Lágrimas de Laura Copello

El teatro rosarino, sensible como su público, dijo en el 2022 mucho de lo que nos pasa y somos. Entre lo escrito y lo no escrito, la obra “Todavía no (lo importante de acordarse)” sirvió como condensador de ambos

Por Andrés Maguna

Laura Copello llora. Lo hace sin miramientos y sin tratar de ocultar sus lágrimas. Palpita impúdicamente su emoción al compás de los aplausos sostenidos que coronan el final de Todavía no (lo importante de acordarse) en el estreno en el Teatro de la Manzana, “su” Teatro de la Manzana, una calurosa noche de mediados de noviembre del 2022 en el centro de la ciudad de Rosario, provincia de Santa Fe, Argentina.

Cuarenta y cuatro personas que colmábamos la sala aplaudimos a Laura, quien tomando las riendas de su conmoción habló, agradeció y celebró que la sala, uno de los emblemas del teatro independiente de Rosario, cumplía treinta años de vida.

A las muchas cosas que me revoloteaban por la cabeza, en su mayoría relacionadas con el origen y el sentido de las lágrimas de Laura Copello, se sumó un recuerdo, pues caí en la cuenta de que conocí a Laura hace treinta años, en 1992, cuando yo empezaba a trabajar en la sección Espectáculos del diario La Capital y ella trajinaba los espacios comunicacionales difundiendo la novedad de su emprendimiento, buscando amplificar la convocatoria al indispensable público.

En aquel entonces empecé a escribir crónicas y críticas sobre el teatro rosarino, que por entonces no incluía “las artes escénicas expandidas”, “el teatrocirco tercermundista” o las “performances escénicas multimediales”, aunque sí el incipiente “teatro danza”, y que rara vez se adjetivaba “independiente” (palabra que se comenzó a utilizar en la Argentina a fines de los sesenta).
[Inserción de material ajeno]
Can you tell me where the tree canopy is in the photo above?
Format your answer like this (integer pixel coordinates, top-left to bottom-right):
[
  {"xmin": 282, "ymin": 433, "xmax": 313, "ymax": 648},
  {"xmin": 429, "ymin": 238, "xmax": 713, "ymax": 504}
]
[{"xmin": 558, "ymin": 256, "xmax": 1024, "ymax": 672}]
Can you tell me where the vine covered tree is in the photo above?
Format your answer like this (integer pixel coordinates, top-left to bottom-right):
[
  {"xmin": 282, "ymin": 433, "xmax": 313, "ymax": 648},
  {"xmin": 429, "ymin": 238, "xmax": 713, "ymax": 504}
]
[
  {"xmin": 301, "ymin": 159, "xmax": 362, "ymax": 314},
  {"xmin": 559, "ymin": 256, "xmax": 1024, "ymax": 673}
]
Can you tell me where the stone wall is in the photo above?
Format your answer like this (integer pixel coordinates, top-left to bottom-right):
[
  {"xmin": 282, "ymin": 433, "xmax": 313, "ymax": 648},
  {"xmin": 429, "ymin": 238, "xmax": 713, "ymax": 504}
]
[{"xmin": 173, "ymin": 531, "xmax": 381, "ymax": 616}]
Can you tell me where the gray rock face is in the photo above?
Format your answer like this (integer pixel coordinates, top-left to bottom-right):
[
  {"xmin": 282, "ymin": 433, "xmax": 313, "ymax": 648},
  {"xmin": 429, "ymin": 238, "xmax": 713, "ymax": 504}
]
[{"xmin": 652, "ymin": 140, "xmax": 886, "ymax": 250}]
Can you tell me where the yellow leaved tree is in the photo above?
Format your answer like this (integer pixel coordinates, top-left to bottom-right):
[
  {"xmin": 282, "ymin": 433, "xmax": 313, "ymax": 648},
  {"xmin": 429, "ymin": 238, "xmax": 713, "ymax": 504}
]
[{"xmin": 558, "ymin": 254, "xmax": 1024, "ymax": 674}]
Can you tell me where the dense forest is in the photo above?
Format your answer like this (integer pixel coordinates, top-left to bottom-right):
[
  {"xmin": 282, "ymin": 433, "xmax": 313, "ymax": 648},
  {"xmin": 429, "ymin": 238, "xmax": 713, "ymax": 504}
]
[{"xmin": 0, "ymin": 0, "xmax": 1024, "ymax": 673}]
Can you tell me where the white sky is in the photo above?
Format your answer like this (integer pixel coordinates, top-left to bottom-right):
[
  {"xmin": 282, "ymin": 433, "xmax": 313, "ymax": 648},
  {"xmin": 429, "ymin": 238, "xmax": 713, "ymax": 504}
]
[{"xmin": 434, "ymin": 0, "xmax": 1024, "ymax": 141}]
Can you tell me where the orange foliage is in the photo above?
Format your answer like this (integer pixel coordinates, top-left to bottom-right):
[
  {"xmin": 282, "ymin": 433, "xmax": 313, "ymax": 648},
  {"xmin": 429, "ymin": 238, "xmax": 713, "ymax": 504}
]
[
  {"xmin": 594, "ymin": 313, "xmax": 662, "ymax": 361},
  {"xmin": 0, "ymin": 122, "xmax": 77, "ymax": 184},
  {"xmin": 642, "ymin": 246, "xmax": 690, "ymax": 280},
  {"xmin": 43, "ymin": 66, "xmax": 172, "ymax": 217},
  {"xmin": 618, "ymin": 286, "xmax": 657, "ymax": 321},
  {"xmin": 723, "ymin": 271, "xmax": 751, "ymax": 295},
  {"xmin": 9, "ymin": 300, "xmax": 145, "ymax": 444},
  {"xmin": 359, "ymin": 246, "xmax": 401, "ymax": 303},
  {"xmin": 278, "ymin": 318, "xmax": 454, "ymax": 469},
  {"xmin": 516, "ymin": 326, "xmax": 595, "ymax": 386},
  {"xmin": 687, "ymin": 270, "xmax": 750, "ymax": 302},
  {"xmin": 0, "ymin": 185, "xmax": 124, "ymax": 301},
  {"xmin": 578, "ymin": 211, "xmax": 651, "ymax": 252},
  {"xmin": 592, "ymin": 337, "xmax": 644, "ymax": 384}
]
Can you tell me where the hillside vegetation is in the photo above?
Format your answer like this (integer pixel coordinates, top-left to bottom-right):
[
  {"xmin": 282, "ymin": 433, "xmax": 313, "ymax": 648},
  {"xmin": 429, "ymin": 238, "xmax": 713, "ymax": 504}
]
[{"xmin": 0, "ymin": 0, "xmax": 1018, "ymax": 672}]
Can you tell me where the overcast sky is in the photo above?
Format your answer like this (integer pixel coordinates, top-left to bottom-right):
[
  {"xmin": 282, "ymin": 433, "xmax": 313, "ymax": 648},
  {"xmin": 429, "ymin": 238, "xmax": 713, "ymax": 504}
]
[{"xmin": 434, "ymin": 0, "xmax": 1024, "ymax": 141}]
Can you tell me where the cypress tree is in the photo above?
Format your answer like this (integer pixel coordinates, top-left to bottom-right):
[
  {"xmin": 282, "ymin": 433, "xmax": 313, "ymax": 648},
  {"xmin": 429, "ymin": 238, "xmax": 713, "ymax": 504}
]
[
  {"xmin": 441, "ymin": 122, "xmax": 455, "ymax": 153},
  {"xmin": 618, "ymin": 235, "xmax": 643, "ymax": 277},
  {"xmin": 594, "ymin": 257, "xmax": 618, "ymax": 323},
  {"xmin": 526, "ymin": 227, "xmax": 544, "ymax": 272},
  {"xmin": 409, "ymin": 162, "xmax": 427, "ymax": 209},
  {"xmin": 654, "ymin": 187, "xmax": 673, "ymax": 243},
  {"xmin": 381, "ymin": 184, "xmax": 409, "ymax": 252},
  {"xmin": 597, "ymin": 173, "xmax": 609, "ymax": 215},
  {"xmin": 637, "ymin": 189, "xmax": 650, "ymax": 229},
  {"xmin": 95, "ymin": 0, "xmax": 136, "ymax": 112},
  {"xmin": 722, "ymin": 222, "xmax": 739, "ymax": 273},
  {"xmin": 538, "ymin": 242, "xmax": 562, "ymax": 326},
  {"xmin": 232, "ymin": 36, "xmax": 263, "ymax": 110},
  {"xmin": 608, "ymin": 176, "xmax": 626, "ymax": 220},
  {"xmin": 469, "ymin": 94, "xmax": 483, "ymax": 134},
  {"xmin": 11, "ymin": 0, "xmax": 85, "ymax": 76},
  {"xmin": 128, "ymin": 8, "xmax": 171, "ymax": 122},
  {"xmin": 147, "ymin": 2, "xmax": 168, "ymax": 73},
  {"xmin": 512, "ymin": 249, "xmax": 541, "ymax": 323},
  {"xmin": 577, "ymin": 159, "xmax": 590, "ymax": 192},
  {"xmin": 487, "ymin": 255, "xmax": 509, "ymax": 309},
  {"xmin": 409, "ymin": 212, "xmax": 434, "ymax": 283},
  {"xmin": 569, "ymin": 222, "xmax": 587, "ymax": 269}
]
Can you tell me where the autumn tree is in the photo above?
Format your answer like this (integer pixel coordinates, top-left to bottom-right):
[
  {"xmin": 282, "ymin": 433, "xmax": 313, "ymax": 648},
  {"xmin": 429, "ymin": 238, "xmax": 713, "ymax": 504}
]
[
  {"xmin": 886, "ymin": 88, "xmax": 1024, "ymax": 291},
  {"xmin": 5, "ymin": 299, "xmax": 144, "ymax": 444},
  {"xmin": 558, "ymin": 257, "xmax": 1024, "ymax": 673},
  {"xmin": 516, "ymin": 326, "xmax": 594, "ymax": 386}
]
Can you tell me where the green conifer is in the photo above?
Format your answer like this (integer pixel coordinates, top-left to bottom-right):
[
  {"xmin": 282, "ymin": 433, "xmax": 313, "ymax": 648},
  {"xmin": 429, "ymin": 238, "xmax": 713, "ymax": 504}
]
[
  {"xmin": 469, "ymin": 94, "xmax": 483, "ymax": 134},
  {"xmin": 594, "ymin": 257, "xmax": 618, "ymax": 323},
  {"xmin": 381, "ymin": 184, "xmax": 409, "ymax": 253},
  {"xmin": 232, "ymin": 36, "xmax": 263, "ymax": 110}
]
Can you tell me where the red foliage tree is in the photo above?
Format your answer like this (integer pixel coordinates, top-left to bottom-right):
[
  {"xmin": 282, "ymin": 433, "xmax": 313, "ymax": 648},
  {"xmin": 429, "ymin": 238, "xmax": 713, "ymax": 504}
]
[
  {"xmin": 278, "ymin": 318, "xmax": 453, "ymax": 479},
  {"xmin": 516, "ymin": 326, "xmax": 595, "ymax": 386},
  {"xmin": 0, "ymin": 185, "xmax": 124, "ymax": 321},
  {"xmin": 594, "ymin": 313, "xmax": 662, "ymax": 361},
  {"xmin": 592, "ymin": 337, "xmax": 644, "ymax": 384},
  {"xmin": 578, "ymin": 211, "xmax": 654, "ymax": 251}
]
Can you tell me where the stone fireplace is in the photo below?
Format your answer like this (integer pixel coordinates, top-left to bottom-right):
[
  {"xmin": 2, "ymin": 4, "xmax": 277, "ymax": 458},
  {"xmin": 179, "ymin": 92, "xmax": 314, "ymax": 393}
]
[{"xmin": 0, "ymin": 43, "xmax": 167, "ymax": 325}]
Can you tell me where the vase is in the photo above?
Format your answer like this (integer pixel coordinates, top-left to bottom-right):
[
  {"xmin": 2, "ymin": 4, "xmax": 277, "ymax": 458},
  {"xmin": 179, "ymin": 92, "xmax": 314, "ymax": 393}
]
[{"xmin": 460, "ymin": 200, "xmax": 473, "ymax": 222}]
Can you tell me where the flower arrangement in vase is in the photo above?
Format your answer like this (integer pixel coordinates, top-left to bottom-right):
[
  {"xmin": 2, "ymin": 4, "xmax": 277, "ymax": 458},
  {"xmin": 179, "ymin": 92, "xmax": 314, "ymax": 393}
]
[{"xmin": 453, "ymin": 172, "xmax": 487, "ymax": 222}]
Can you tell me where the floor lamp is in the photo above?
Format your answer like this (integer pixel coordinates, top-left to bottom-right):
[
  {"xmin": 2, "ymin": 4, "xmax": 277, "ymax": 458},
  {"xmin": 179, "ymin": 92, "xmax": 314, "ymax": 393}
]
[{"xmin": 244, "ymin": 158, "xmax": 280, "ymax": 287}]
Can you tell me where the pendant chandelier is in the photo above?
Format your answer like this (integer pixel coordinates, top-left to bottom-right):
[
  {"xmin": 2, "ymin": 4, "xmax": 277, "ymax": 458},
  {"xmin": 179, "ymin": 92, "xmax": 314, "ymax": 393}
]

En junio de 1998 me “pasé” al naciente (salió a la calle el 7 de octubre) diario El Ciudadano, donde fui jefe de Espectáculos hasta el 29 de abril del 2000, cuando el Multimedios La Capital lo compró y lo cerró tras enviar 137 telegramas de despido a la totalidad de su personal. Desde aquel día no escribí nada sobre la escena rosarina hasta hace menos de un año, cuando mi escritura sobre el tema encontró cobijo en la Revista Belbo. De eso, de lo que sucedió en este tiempo y pude ser testigo, de lo que me fue develado y me percato ahora, hablo, o trato de hablar, en la presente nota.
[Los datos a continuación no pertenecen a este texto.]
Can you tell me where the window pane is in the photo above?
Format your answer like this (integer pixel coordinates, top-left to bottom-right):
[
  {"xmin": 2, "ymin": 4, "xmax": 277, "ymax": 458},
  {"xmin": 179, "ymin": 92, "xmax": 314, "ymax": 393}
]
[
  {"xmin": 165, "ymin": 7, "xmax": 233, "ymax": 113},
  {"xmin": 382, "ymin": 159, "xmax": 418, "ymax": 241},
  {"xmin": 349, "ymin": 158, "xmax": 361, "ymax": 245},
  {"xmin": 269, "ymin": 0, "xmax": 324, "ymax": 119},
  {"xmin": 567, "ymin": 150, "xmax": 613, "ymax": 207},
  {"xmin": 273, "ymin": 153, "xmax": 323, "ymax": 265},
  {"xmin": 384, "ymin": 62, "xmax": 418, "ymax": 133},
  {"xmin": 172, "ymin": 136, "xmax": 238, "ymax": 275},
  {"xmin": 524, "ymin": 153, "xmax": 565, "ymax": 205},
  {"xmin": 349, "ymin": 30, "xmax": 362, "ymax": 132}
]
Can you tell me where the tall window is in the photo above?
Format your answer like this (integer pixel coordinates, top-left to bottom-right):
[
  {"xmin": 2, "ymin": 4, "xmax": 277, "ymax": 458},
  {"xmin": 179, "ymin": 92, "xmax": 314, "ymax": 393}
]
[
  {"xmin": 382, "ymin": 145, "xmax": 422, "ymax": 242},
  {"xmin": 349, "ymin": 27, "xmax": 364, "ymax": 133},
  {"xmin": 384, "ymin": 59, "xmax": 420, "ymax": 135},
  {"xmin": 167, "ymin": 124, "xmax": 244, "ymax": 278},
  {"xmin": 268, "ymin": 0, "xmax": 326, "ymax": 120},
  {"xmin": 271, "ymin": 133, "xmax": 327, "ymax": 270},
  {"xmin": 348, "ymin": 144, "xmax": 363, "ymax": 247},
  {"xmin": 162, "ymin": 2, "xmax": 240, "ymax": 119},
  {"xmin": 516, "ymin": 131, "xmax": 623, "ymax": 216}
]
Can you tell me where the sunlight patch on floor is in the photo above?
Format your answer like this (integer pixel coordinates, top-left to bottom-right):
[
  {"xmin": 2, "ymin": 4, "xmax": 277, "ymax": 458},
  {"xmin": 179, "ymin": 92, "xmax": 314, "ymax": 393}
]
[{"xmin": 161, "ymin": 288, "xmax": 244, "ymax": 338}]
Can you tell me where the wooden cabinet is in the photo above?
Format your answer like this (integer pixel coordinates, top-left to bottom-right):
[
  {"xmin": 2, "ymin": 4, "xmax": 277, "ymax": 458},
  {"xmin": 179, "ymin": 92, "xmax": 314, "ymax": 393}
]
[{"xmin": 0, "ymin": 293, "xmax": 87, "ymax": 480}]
En el material de difusión de Todavía no (lo importante de acordarse) aparece una síntesis:

Una mujer insomne juega con sus recuerdos. Reconstruye su infancia, sus mares y sus amores. Ahuyenta a la muerte creando paisajes con juguetes en miniatura que recrean escenas de su vida, como en las películas. Todavía no (lo importante de acordarse) es una obra de teatro y objetos que habla sobre la memoria y la soledad, apelando al humor y a la ternura.”

Y ahora que lo releo, bajo la premisa de hacer una especie de repaso de lo que vi sobre tablados durante este 2022 que se va, me suena a que todos somos hombres y mujeres insomnes que, ante la inminencia de la muerte, jugamos con los recuerdos, recreando escenas de nuestras vidas como en las películas.

Reuniendo mis apuntes, entonces, vuelco lo que escribí en papel de papel sobre papel digital, mientras coloco aquí y allí, a medida que aparece, lo que escribí sobre papel mental (los tres soportes de papel que existen).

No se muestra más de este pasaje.